Scientists in the last few decades have performed hundreds of studies that gather DNA-sequence and related data on large groups of people to identify DNA variations and other genome-related factors associated with diseases. These genomics studies have generated important clues to the biological causes of many illnesses.
But for psychiatric disorders and many other common brain disorders, traditional genomics studies have been less useful. Schizophrenia, for example, has been linked to specific variations at more than 100 locations on the genome (called “risk loci”) but most of these loci do not contain genes, so it is unclear how they relate to the disease.
Moreover, the many gene variants that have been linked to schizophrenia typically have only weak impacts on schizophrenia risk. This has suggested to scientists that schizophrenia, and probably many other brain disorders, are too complex to understand with traditional, one-dimensional genomics approaches.
In pursuit of a more sophisticated approach, a group of genomics researchers several years ago formed the PsychENCODE consortium. They began to pool data from their genomics studies and other publicly available studies to develop tools to find relationships between different kinds of data.

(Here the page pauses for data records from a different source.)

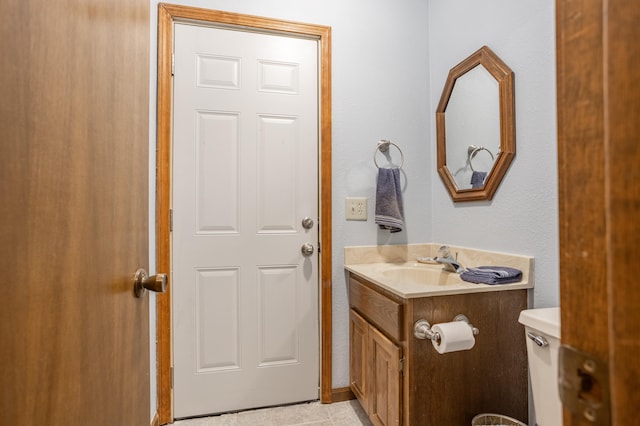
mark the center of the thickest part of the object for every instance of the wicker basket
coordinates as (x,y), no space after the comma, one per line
(495,420)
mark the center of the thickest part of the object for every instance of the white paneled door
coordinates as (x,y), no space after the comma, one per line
(245,175)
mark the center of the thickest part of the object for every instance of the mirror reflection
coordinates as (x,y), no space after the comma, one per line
(475,126)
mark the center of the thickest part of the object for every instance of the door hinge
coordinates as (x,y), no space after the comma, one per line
(584,385)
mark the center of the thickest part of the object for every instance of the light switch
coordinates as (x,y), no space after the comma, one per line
(356,208)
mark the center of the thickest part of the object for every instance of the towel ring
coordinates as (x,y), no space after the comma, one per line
(473,150)
(383,146)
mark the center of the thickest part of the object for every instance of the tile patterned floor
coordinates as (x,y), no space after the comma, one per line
(347,413)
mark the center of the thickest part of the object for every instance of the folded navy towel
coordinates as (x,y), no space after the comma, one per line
(477,179)
(389,208)
(492,275)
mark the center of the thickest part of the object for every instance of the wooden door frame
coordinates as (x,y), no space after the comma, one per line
(168,14)
(598,59)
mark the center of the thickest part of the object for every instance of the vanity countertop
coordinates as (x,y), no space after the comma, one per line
(395,269)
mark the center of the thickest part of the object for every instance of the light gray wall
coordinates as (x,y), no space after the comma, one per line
(389,63)
(522,218)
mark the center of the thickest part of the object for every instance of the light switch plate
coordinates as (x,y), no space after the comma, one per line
(356,208)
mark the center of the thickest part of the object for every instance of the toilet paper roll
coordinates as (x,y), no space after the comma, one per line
(454,336)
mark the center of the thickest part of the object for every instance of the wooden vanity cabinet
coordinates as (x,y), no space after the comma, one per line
(402,380)
(376,355)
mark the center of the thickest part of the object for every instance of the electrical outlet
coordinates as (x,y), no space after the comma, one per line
(356,208)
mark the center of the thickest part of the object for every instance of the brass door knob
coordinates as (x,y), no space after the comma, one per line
(143,282)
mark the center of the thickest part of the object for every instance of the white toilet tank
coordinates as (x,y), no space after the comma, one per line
(543,325)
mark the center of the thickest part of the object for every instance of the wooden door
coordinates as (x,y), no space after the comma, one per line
(598,61)
(245,161)
(74,114)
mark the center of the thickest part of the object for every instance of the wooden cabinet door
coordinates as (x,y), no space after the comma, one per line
(358,341)
(384,379)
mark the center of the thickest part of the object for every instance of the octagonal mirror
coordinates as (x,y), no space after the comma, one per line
(475,126)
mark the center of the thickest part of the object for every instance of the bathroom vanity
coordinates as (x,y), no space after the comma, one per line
(402,380)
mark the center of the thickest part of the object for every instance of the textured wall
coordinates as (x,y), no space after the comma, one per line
(522,218)
(384,87)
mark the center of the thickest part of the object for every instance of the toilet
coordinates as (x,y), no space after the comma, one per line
(542,330)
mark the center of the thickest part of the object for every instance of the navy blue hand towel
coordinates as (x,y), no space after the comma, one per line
(389,209)
(492,275)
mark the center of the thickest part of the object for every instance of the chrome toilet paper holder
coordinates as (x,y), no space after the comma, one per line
(422,329)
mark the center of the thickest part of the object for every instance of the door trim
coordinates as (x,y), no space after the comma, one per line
(167,15)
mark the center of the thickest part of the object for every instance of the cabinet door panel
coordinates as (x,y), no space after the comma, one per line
(385,380)
(359,336)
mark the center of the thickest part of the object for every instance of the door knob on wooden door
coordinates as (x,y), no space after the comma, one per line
(143,282)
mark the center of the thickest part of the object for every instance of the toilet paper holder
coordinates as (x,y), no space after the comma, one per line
(422,329)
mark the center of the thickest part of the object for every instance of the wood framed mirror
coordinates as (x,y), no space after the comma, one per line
(475,126)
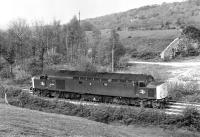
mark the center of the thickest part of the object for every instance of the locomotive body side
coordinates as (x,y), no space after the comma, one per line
(131,89)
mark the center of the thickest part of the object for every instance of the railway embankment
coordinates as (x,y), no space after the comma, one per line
(107,114)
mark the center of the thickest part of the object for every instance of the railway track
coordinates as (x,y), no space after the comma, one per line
(177,108)
(172,108)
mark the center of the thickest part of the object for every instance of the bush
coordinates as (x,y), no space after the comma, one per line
(179,90)
(5,73)
(106,114)
(147,55)
(34,67)
(86,65)
(53,59)
(123,62)
(191,118)
(21,75)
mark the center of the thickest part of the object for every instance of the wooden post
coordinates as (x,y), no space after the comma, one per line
(6,101)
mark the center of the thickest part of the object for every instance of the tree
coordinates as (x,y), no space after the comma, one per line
(75,41)
(96,39)
(19,37)
(117,47)
(10,57)
(39,39)
(191,32)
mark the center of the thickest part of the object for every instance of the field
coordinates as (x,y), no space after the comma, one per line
(142,40)
(20,122)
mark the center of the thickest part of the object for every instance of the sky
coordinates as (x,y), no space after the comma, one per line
(63,10)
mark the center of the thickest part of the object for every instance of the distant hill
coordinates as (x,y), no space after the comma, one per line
(165,16)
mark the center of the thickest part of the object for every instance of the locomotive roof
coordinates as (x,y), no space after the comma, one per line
(106,75)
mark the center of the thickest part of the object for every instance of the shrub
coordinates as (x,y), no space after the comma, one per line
(21,76)
(123,61)
(34,67)
(53,59)
(147,55)
(179,90)
(86,65)
(106,114)
(191,118)
(5,73)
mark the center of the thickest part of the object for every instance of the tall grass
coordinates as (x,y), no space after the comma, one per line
(107,114)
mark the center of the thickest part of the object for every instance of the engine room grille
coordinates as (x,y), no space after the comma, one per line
(151,93)
(60,84)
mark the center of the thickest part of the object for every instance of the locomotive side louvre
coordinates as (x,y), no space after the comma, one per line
(103,84)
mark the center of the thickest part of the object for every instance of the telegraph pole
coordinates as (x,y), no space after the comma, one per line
(79,17)
(113,45)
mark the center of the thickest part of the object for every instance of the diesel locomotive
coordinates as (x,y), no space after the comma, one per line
(121,88)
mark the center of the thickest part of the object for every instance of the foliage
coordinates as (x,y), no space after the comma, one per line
(76,42)
(21,75)
(86,65)
(10,91)
(192,32)
(164,16)
(53,59)
(179,90)
(107,114)
(5,73)
(34,67)
(87,26)
(191,118)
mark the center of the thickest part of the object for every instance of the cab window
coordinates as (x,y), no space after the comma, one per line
(142,84)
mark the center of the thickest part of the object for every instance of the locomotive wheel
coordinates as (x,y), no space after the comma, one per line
(155,104)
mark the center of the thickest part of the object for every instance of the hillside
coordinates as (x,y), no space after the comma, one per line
(141,40)
(165,16)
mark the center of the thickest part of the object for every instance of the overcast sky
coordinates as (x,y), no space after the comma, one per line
(64,10)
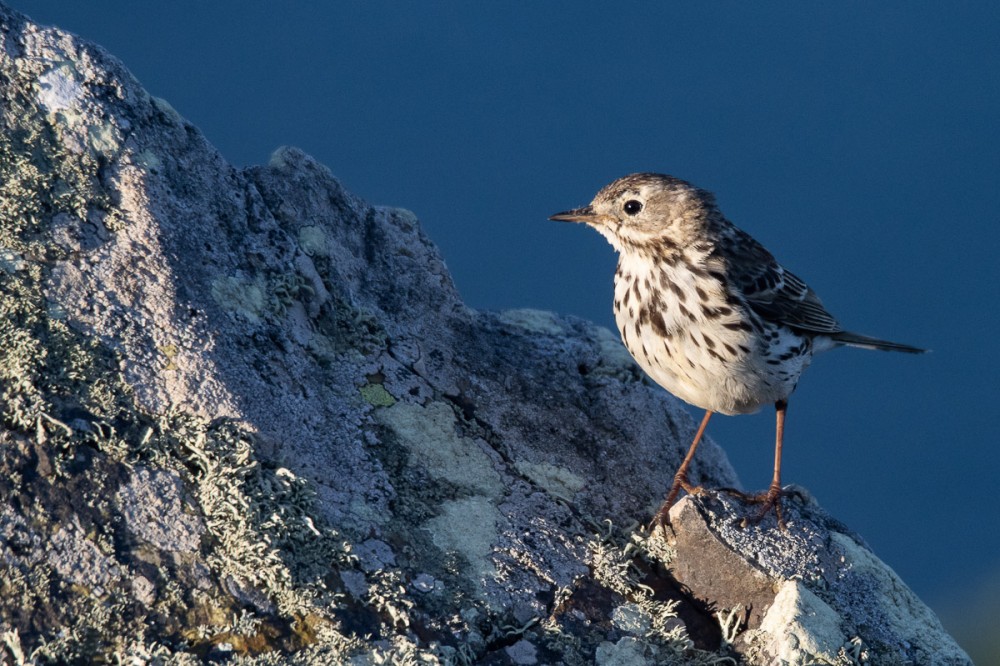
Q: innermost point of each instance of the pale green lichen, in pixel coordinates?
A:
(376, 395)
(313, 241)
(468, 526)
(240, 296)
(430, 433)
(657, 636)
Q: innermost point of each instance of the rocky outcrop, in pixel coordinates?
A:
(246, 415)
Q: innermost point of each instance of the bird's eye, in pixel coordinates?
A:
(632, 207)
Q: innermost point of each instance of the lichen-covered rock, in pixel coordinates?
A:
(813, 593)
(245, 415)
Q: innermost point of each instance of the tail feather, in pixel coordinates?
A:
(866, 342)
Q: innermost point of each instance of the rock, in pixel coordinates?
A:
(813, 593)
(245, 413)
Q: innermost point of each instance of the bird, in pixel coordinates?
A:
(707, 312)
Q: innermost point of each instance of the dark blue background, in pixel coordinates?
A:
(857, 141)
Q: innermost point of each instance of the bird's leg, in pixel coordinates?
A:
(772, 498)
(662, 516)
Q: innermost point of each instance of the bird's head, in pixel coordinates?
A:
(646, 211)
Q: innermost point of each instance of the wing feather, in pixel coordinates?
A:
(774, 293)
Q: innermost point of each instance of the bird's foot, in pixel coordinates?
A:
(662, 517)
(768, 500)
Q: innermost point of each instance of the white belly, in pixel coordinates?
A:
(701, 356)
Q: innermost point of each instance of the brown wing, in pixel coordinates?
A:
(772, 292)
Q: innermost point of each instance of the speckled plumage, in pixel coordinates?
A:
(705, 310)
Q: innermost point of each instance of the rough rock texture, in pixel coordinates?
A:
(245, 416)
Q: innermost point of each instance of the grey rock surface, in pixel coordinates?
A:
(246, 416)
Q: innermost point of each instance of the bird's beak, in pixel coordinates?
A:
(585, 214)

The new resource includes different kinds of genomics data on individuals who had schizophrenia, bipolar disorder, and autism spectrum disorder. The types of genomics data include DNA-sequences, data on gene expression from specific kinds of brain cells, maps of DNA regions called enhancers that promote gene expression, and other features of the genome known to affect gene activity.

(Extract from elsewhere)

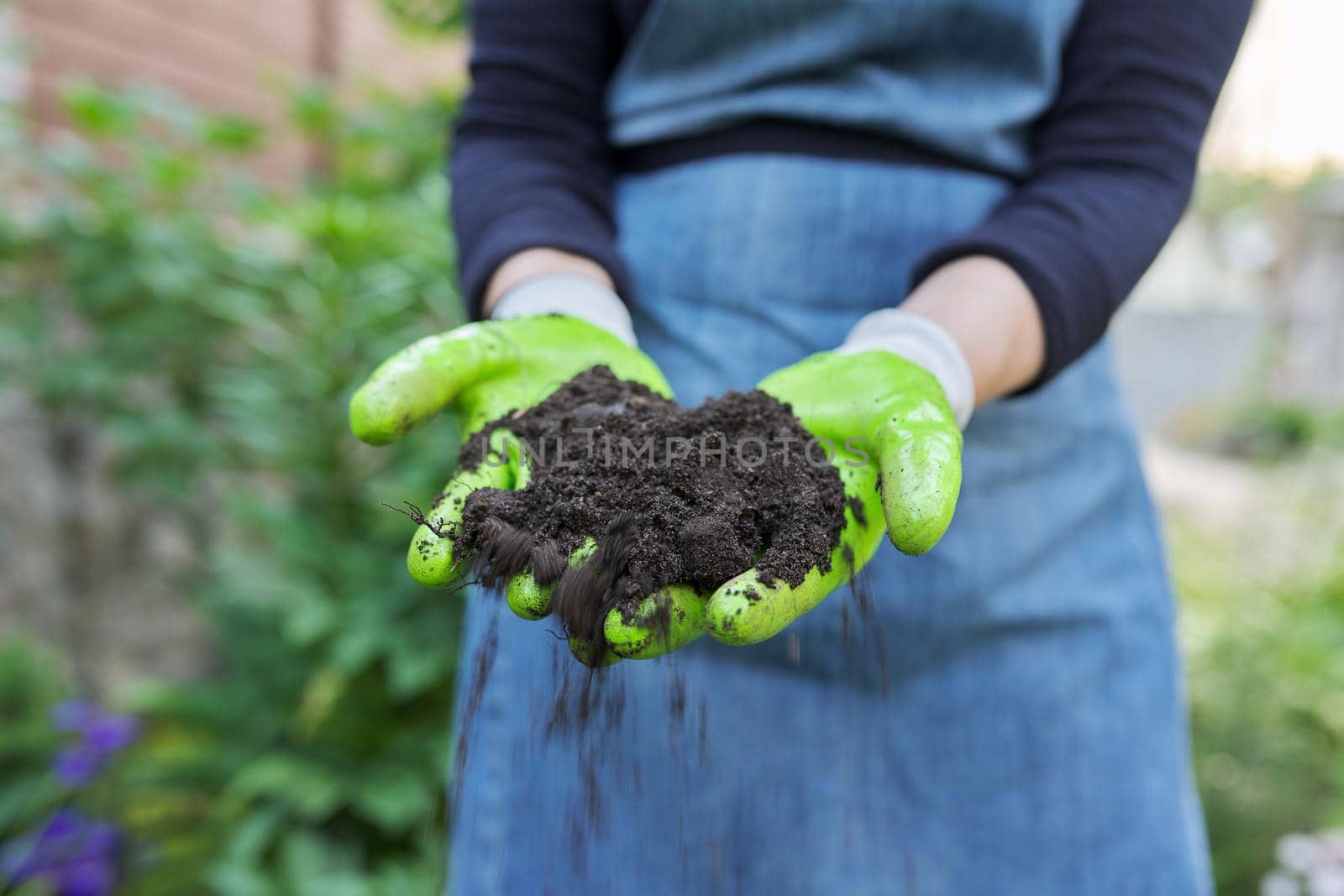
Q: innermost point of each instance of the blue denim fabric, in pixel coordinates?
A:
(964, 78)
(1030, 738)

Dr. Won contributed data from her own studies on “chromosome conformation.” This refers to the three-dimensional organization of looped DNA in the nuclei of cells, and in particular, the points where different loops come close enough to influence each other’s gene expression. She also developed a complex model of how gene expression in brain cells is regulated by chromosome conformation and other genomic factors.

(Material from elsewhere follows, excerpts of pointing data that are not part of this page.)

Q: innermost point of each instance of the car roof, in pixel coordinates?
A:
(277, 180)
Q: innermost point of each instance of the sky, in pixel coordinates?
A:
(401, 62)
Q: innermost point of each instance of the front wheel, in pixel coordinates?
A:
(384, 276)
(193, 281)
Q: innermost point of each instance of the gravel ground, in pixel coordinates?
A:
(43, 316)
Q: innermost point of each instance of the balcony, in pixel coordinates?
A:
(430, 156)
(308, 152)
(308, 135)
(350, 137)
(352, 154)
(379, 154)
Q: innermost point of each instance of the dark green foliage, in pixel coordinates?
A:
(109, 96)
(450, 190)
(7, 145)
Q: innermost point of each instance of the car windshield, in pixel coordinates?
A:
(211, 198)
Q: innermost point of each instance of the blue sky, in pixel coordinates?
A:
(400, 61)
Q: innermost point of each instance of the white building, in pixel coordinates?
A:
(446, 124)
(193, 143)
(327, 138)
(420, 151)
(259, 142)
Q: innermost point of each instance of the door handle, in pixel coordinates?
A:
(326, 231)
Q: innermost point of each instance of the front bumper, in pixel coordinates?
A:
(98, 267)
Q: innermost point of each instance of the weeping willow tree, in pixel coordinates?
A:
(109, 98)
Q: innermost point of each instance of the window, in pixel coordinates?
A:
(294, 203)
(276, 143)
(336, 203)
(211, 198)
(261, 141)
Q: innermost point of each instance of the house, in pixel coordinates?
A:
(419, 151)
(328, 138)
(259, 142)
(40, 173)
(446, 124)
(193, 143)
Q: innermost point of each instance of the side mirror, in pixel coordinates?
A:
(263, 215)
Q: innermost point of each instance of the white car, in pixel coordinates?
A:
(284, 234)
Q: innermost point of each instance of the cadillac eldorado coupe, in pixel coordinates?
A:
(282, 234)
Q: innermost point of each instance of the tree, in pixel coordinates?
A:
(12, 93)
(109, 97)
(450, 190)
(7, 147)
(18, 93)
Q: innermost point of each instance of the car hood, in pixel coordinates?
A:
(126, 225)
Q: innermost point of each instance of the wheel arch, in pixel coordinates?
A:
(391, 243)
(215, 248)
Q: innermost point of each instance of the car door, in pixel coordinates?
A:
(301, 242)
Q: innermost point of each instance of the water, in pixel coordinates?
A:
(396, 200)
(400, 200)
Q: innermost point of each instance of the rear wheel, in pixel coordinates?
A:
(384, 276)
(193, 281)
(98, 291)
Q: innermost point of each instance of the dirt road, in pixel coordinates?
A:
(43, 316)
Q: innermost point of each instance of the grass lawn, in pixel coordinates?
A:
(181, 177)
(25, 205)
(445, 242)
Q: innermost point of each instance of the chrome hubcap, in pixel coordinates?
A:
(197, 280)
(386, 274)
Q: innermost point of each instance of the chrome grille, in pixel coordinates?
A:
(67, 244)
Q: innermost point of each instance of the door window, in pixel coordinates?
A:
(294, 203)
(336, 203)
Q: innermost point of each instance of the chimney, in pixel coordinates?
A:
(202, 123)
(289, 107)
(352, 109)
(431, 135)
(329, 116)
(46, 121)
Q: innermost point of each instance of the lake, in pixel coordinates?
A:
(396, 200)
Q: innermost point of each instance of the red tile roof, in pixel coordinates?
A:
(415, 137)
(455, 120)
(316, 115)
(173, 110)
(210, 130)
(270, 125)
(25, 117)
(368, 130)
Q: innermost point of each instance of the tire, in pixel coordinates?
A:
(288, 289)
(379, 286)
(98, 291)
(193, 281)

The team used the gene regulation network model to evaluate 142 schizophrenia risk loci uncovered by prior genomics studies. These risk loci do not contain genes, but are suspected of contributing to schizophrenia risk by somehow influencing the expression of other genes. The model identified 321 genes, including some that are known schizophrenia risk genes, as the likely regulatory targets of these risk loci.
Dr. Won and colleagues showed that these genes affect the functions of synapses, acetylcholine receptors, ion channels, and other pathways implicated in prior schizophrenia studies. The scientists also determined that schizophrenia is primarily a disorder of neurons, not of other brain cells.
The resource developed for the study includes an AI-powered deep-learning model that estimates the risk of psychiatric symptoms based on gene variant and gene expression data. The scientists compared the new model to a standard, much simpler model that predicts psychiatric illness based on an individual’s genome.
“The deep-learning model was much more accurate, and we think it will have a big impact in terms of risk assessment and diagnosis for patients,” said Dr. Won, adding that she and her PsychENCODE colleagues now are continuing to develop their model by integrating more types of genomics data and extending their analyses beyond schizophrenia to other brain disorders.